A long time ago, I was a preschool teacher. We served school lunch 'family style,' I asked each child about the options, put food on their plate, and passed the plate around the big table. One of my all-time biggest touchpoints happened at lunch one day when the plate (it was meatloaf that day) got to a little boy who looked up at me and said, "This is not what I ordered."
He was confused, thinking he had more choice than he had. Maybe I misunderstood what he had said about the options, or maybe they arrived seeming less appetizing than he had hoped. But his response is one that I recognize in myself.

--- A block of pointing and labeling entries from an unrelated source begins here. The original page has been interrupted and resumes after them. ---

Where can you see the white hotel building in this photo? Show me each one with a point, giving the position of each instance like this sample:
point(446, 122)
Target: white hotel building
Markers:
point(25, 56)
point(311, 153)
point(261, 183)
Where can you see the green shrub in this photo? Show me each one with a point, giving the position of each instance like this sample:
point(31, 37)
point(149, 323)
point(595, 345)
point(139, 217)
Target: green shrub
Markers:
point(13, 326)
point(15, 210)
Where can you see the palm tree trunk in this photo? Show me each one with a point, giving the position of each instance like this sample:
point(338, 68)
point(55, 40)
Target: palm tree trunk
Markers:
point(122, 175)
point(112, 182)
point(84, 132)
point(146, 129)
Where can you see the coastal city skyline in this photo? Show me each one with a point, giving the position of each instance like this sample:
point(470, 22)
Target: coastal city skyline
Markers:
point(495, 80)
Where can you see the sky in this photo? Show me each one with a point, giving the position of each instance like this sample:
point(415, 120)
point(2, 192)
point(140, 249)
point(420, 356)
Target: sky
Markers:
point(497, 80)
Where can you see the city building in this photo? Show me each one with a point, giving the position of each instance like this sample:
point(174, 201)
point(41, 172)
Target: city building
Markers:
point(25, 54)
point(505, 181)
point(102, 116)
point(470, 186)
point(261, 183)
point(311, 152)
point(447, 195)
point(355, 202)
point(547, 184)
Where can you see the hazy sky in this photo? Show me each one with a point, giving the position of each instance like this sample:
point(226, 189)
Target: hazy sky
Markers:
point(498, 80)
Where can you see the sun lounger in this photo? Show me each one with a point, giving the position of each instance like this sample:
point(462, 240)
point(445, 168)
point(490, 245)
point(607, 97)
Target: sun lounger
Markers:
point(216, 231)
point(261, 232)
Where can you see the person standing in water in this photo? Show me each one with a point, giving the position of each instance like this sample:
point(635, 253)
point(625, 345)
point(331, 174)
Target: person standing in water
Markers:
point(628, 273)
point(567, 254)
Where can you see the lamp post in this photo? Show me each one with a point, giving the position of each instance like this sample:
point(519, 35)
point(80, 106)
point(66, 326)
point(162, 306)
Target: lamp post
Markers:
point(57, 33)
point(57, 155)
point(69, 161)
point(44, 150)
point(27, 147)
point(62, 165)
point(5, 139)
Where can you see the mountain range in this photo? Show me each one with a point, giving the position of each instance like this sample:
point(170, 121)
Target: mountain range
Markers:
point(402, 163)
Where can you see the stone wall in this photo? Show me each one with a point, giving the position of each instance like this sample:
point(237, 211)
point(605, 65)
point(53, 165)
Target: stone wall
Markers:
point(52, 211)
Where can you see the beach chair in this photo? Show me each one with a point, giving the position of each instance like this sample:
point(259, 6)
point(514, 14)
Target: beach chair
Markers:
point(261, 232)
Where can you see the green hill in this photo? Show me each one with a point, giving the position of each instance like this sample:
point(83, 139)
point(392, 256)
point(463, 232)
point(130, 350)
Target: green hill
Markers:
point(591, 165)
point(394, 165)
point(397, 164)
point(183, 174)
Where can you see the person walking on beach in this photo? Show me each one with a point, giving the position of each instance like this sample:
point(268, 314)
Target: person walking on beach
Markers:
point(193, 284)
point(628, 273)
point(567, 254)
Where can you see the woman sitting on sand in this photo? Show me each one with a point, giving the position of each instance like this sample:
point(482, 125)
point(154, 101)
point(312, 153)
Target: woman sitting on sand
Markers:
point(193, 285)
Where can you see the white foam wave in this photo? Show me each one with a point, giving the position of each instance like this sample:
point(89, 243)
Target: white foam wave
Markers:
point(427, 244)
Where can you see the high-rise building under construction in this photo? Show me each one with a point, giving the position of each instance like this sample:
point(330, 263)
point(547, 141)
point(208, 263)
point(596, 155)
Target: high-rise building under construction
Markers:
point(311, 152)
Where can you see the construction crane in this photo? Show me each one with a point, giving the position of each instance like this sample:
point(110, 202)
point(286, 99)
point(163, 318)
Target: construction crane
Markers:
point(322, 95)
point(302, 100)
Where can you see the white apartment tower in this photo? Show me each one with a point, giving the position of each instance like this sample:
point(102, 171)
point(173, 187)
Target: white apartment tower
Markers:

When life is happening, do you ever feel like saying "This is not what I ordered."?
"No, not this!"
"I wanted something else."
Maybe your child is cranky when you've planned something special. Or they get sick on your birthday! Maybe they are ending the school year not as one of those kids singled out for special awards, but in the back row barely managing to get by. Maybe they got a hard diagnosis this year, physical, emotional, or mental. Very few of us get exactly what we order as parents.
When these 'this is not what I ordered' feelings come up, I try to remember that what I order is only a small part of what happens. Finding flexibility in myself to be open to the things I didn't order (or didn't MEAN to order) is where my growth will happen. I've long loved Leonard Cohen's lyric from Anthem, "Ring the bells that still can ring. Forget your perfect offering. There is a crack in everything, that's how the light gets in," which says all of what I feel so powerfully.
I'm a mom, wife, daughter, friend, and teacher who has long struggled with the desire to be the perfect person I imagine that I should be. Practicing mindfulness helps me find peace with my imperfect journey--being with myself as I truly am, loving my family as they are, and showing up for a messy world with openness and compassion.